PROJECT SUMMARY/ABSTRACT
Currently, over 70% of the U.S. adult population is overweight or obese, and this number is only increasing. Even
more alarming is that 1 in 6 children is now overweight or obese, a number that has been rising even more
rapidly than the adult population. While lifestyle modifications and gastric bypass surgeries are proven
approaches to reducing adiposity and metabolic dysfunction, there is still no sign that obesity and its co-
morbidities are abating. Safe, new strategies to mitigate weight gain, in combination with lifestyle choices, may
prove more effective than any one strategy alone. Our long-term goal for this Catalyst project is to develop an
obesity-mitigating strategy that leverages the activities of the gut microbiome to selectively target visceral
adipose depots. Our rationale for this is based on recent findings from my lab while studying Crohn’s disease.

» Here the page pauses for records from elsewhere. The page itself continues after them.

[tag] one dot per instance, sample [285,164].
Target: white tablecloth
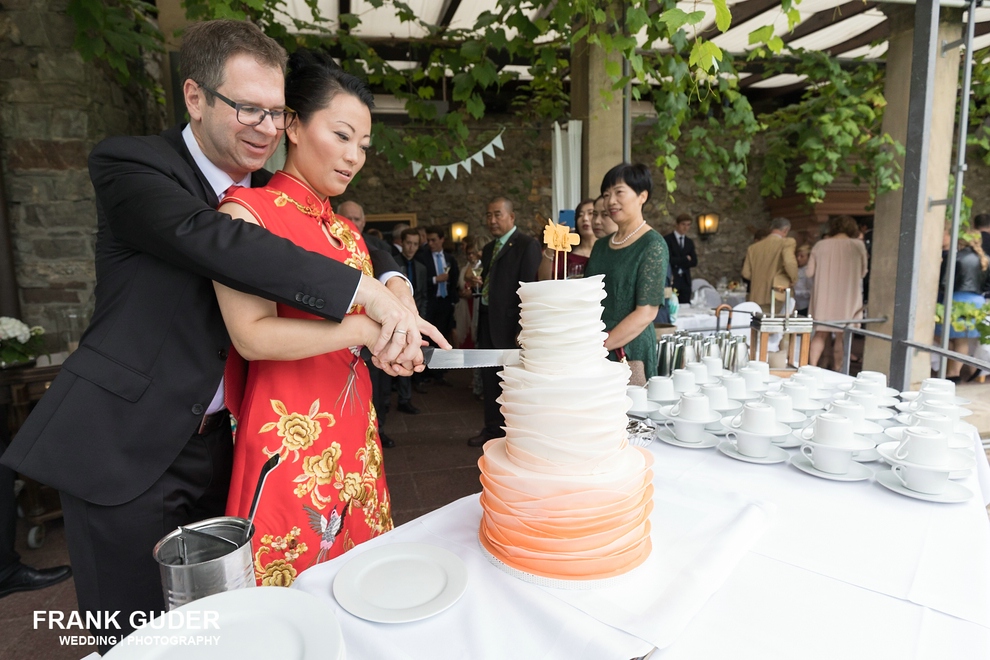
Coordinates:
[845,570]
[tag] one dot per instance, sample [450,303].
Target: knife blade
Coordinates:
[457,358]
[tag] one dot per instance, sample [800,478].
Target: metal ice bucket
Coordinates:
[194,566]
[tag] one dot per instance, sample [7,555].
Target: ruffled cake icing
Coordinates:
[564,495]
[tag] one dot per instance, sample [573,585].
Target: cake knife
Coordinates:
[470,358]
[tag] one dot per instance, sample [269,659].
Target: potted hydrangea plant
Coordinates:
[19,343]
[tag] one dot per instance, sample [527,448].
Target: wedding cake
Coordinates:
[565,496]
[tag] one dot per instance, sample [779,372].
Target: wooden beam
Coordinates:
[824,19]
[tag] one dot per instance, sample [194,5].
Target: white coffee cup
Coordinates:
[781,403]
[923,446]
[718,396]
[735,386]
[830,429]
[754,379]
[755,417]
[762,367]
[692,406]
[700,372]
[798,393]
[872,376]
[848,409]
[810,383]
[683,381]
[687,430]
[659,388]
[828,458]
[922,479]
[714,366]
[754,445]
[638,396]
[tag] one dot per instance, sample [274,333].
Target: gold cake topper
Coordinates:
[559,239]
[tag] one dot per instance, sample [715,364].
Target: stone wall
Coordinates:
[523,173]
[53,109]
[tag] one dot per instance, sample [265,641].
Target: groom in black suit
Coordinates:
[133,432]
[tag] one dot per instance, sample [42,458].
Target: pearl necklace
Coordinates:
[631,234]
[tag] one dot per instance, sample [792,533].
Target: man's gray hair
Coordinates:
[780,224]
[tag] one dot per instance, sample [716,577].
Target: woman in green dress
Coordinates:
[634,262]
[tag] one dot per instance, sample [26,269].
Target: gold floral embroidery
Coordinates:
[278,572]
[319,471]
[298,432]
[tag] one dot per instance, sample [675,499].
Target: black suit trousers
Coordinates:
[490,382]
[111,546]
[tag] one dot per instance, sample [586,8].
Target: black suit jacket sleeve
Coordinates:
[141,188]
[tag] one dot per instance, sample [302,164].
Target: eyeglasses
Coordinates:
[250,115]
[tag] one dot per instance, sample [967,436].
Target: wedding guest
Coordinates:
[577,258]
[634,262]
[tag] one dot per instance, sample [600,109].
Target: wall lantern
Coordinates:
[707,225]
[458,231]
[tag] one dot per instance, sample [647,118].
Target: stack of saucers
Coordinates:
[753,432]
[922,464]
[829,447]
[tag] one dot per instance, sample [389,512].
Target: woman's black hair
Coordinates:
[636,176]
[314,80]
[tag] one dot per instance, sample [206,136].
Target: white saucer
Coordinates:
[956,440]
[866,455]
[262,622]
[909,407]
[650,408]
[776,455]
[957,460]
[911,396]
[789,441]
[400,582]
[953,494]
[664,412]
[856,472]
[707,440]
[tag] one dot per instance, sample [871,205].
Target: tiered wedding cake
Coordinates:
[565,496]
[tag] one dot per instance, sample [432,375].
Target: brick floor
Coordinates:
[431,466]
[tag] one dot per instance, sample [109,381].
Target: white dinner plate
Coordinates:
[856,471]
[776,455]
[258,622]
[954,493]
[707,440]
[400,582]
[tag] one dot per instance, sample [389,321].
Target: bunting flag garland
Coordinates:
[478,157]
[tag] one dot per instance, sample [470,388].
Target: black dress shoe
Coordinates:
[25,578]
[479,440]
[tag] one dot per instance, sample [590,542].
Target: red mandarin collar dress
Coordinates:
[328,493]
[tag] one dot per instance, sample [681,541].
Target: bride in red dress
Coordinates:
[307,395]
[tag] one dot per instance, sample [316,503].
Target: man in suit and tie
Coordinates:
[511,258]
[682,257]
[442,295]
[771,264]
[133,432]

We reported that certain lipid-loving bacteria and fungi in the gut, can translocate from the gut to mesenteric
visceral adipose tissue in Crohn’s disease patients. The interaction of these microorganisms in the adipose
tissue, promoted tissue expansion and the phenomenon known as ‘creeping fat’ (Ha et al., Cell 2020). Many
features of Crohn’s creeping fat appear similar to obese visceral adipose. Therefore, if microbes may be a potent
driver of creeping fat, perhaps they are a potent driver of visceral adiposity in obesity. Our approach to this
question will involve the use of human gastric bypass tissues to first characterize the microbial presence in these
tissues, and then test these organisms prospectively in gnotobiotic mice. We will in parallel create iPSC-derived
organoids from obese patients to test specific host-microbe cellular interactions. This contribution is innovative
because it poses a radically new, fringe concept that gut bacteria are directly interacting with adipose tissue to
influence its behavior. If so, we may be able to target these specific organisms in the gut before they translocate,
which we propose could be achieved through phage-mediated killing rather than antibiotics. It is high-risk
because there is no established body of literature to support the notion that bacteria are directly driving the
behavior of adipose through cell-cell interactions, but if it proves to be true, will necessitate a paradigm shift in
how we think about obesity. Finally, the contribution is significant, because it may open entirely new avenues for
maintaining metabolic health in the population, and particularly in our most vulnerable, pediatric population.